Jia Shuyue, Bit Subhrangshu, Searls Edward, Lauber Meagan V, Claus Lindsey A, Fan Pengrui, Jasodanand Varuna H, Veerapaneni Divya, Wang William M, Au Rhoda, Kolachalama Vijaya B
medRxiv. 2024 Nov 27:2024.07.11.24310304. doi: 10.1101/2024.07.11.24310304.

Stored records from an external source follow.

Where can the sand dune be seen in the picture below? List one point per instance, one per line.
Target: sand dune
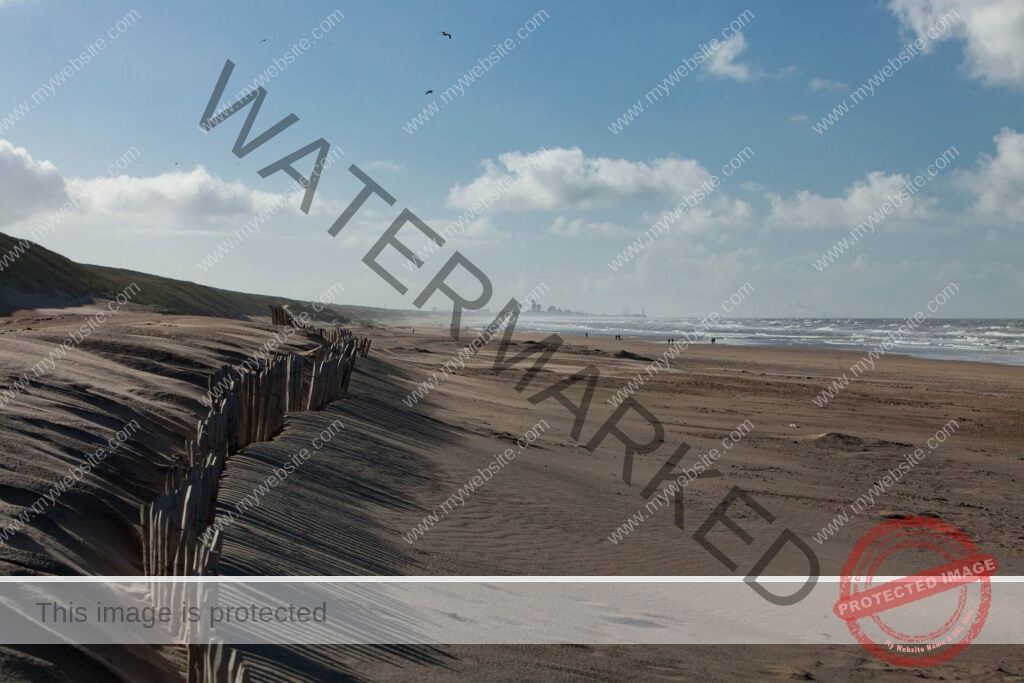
(349, 508)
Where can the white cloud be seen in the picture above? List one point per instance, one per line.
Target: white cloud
(571, 228)
(997, 184)
(808, 211)
(27, 186)
(179, 199)
(723, 61)
(567, 179)
(991, 31)
(828, 85)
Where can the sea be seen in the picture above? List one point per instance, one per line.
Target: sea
(986, 340)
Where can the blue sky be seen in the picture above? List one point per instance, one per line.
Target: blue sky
(560, 88)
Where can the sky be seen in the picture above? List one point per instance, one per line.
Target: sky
(573, 91)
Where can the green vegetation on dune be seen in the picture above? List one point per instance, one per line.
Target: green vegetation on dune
(41, 278)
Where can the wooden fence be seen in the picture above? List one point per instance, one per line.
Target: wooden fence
(251, 411)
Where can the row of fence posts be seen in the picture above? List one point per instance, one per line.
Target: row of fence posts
(252, 410)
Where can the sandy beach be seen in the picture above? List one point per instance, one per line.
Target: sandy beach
(550, 511)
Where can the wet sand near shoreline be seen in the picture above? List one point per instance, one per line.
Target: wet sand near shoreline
(551, 509)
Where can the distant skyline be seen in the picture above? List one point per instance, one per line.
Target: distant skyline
(747, 164)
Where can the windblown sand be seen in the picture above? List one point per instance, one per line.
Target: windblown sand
(549, 512)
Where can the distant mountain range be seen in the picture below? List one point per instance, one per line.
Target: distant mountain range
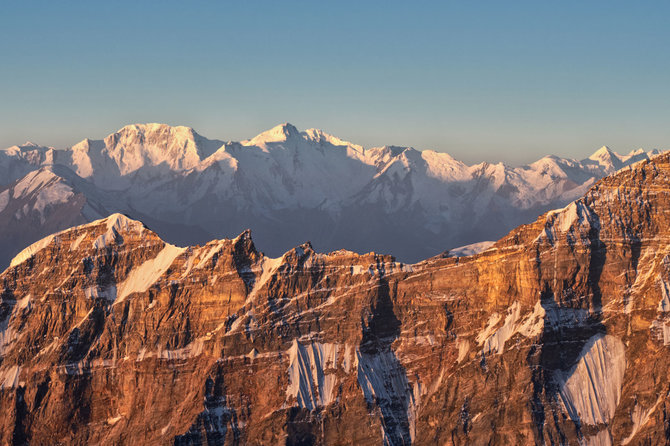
(287, 186)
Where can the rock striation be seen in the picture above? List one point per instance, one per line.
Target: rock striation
(556, 334)
(287, 186)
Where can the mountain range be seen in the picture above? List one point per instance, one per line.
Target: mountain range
(557, 334)
(287, 186)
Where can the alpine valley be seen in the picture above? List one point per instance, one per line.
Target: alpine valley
(287, 186)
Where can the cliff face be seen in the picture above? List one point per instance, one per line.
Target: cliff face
(558, 334)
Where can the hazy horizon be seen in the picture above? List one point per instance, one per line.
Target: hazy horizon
(585, 155)
(482, 82)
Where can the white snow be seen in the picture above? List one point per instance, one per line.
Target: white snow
(4, 199)
(664, 304)
(576, 219)
(169, 172)
(31, 250)
(469, 250)
(312, 376)
(495, 344)
(494, 340)
(96, 292)
(116, 225)
(7, 335)
(591, 390)
(384, 382)
(145, 275)
(602, 438)
(75, 245)
(640, 417)
(9, 377)
(463, 348)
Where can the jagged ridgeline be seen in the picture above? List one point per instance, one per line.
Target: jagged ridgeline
(287, 186)
(556, 334)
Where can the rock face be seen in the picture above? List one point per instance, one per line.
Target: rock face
(557, 334)
(287, 186)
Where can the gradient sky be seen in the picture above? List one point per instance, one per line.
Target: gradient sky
(479, 80)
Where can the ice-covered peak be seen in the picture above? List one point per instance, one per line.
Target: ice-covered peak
(602, 153)
(140, 145)
(320, 136)
(279, 133)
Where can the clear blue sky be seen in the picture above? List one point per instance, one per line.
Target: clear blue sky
(507, 81)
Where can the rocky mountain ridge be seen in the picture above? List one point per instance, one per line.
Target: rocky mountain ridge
(556, 334)
(287, 186)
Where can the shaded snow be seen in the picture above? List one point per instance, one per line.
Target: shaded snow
(640, 417)
(311, 373)
(9, 377)
(4, 199)
(575, 220)
(469, 250)
(493, 340)
(31, 250)
(590, 392)
(602, 438)
(116, 225)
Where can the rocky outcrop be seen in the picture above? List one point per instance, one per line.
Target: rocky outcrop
(556, 334)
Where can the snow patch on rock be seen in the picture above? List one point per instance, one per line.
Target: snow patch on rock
(31, 250)
(9, 378)
(591, 390)
(471, 249)
(312, 375)
(141, 278)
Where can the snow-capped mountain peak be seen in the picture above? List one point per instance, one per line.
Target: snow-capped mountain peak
(279, 133)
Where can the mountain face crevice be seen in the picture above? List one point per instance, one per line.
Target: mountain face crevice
(556, 334)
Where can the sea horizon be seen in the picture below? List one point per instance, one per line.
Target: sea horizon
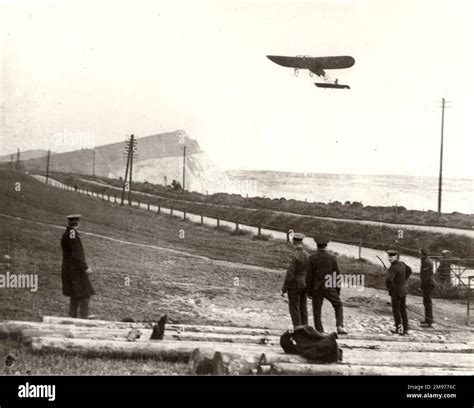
(411, 192)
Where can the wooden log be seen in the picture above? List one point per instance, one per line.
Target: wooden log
(121, 334)
(200, 363)
(467, 347)
(180, 327)
(339, 369)
(388, 359)
(164, 349)
(228, 363)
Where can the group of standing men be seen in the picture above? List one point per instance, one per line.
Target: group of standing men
(308, 276)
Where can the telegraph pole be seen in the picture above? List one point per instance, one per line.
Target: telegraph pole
(440, 184)
(93, 162)
(47, 166)
(126, 173)
(131, 148)
(18, 160)
(184, 167)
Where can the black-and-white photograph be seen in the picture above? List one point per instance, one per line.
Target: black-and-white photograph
(237, 188)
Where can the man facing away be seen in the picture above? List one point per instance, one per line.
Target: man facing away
(427, 284)
(321, 269)
(75, 271)
(397, 289)
(295, 283)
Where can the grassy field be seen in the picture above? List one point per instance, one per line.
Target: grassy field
(216, 278)
(378, 237)
(336, 209)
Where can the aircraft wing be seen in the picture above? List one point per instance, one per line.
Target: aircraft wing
(313, 63)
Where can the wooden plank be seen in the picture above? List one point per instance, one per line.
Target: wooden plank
(389, 359)
(181, 327)
(27, 330)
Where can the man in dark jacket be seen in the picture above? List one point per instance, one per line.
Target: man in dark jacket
(397, 289)
(75, 270)
(443, 273)
(321, 284)
(295, 283)
(427, 284)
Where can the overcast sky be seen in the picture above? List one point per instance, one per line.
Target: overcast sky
(112, 68)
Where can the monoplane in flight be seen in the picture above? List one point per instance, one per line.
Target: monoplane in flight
(316, 65)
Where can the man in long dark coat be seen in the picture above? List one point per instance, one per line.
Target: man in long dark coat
(295, 283)
(427, 284)
(321, 285)
(397, 289)
(75, 270)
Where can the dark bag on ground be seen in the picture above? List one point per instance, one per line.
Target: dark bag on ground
(309, 343)
(408, 271)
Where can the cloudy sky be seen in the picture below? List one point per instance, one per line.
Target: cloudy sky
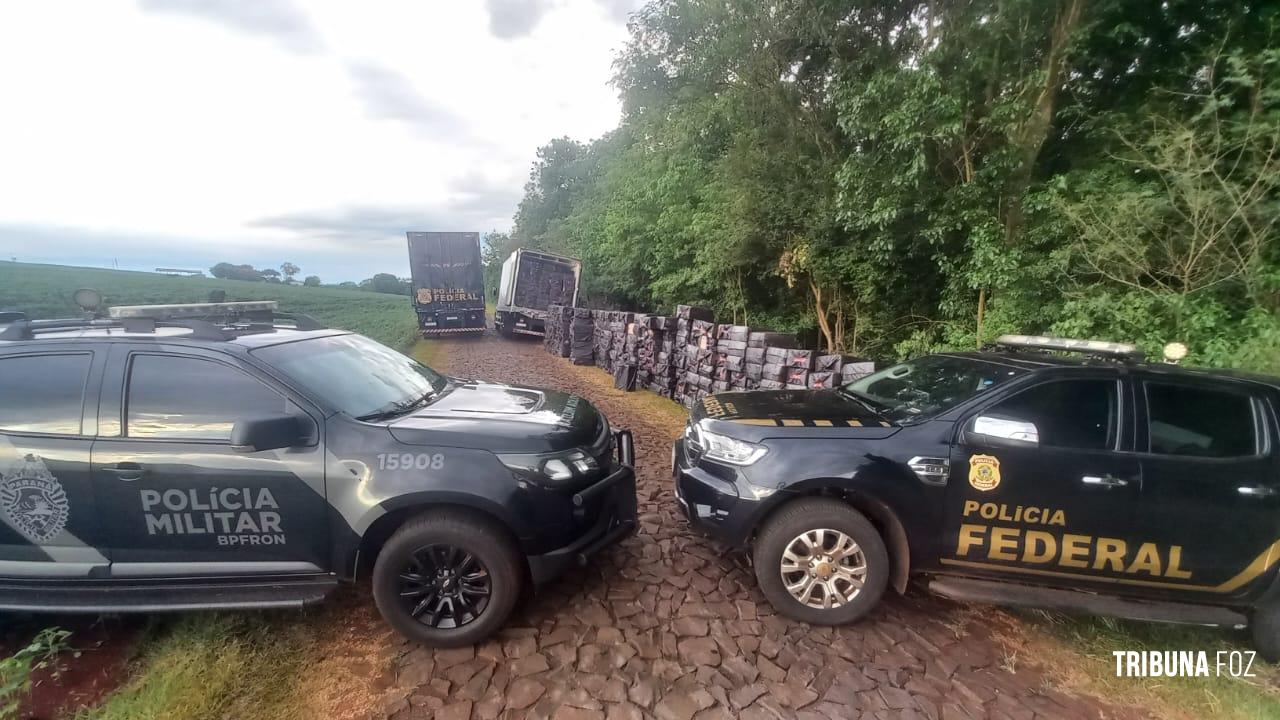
(184, 132)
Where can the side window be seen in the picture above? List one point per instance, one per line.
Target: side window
(173, 397)
(1079, 414)
(44, 393)
(1198, 422)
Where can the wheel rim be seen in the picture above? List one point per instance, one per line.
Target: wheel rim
(823, 569)
(444, 587)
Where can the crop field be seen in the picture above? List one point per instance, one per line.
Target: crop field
(45, 291)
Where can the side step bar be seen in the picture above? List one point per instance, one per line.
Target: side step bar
(165, 596)
(968, 589)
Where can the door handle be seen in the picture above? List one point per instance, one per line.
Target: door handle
(1256, 491)
(127, 472)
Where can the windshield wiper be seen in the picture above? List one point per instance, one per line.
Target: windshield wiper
(878, 408)
(398, 408)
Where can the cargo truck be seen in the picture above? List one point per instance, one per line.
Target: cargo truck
(531, 282)
(448, 282)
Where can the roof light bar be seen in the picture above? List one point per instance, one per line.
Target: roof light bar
(193, 310)
(1069, 345)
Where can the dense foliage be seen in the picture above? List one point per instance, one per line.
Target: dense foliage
(906, 176)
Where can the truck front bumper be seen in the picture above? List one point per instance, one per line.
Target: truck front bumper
(615, 505)
(717, 500)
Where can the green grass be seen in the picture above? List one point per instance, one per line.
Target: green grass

The proliferation of scientific podcasts has generated an extensive repository of audio content, rich in specialized terminology, diverse topics, and expert dialogues. Here, we introduce a computational framework designed to enhance large language models (LLMs) by leveraging this informational content from publicly accessible podcast data across science, technology, engineering, mathematics and medical (STEMM) disciplines. This dataset, comprising over 3, 700 hours of audio content, was transcribed to generate over 42 million text tokens. Our model, PodGPT, integrates this wealth of complex dialogue found in audio podcasts to improve understanding of natural language nuances, cultural contexts, as well as scientific and medical knowledge. PodGPT also employs retrieval augmented generation (RAG) on a vector database built from articles in Creative Commons PubMed Central and , enhancing STEMM research and education by providing real-time access to emerging scientific literature. Evaluated across multiple benchmarks, PodGPT demonstrated an average improvement of 3.51 percentage points over standard open-source benchmarks and 3.81 percentage points when augmented with evidence from the RAG pipeline. Moreover, it showcased an average improvement of 4.06 percentage points in its zero-shot multi-lingual transfer ability, effectively generalizing to different linguistic contexts. By harnessing the untapped potential of podcast content, PodGPT advances natural language processing and conversational AI, offering enhanced capabilities for STEMM research and education.
科学播客的激增产生了大量音频内容库,其中富含专业术语、多样的主题和专家对话。在此,我们介绍一个计算框架,旨在通过利用来自科学、技术、工程、数学和医学(STEMM)学科的公开可用播客数据中的信息内容来增强大语言模型(LLMs)。这个数据集包含超过3700小时的音频内容,经过转录生成了超过4200万个文本标记。我们的模型PodGPT整合了音频播客中丰富的复杂对话,以提高对自然语言细微差别、文化背景以及科学和医学知识的理解。PodGPT还在由知识共享公共医学中心(Creative Commons PubMed Central)的文章构建的向量数据库上采用检索增强生成(RAG),通过提供对新兴科学文献的实时访问来加强STEMM研究和教育。在多个基准测试中进行评估时,PodGPT在标准开源基准上平均提高了3.51个百分点,在使用RAG管道的证据进行增强时提高了3.81个百分点。此外,它在零样本多语言迁移能力方面平均提高了4.06个百分点,有效地推广到不同的语言环境。通过利用播客内容未开发的潜力,PodGPT推动了自然语言处理和对话式人工智能的发展,为STEMM研究和教育提供了增强的能力。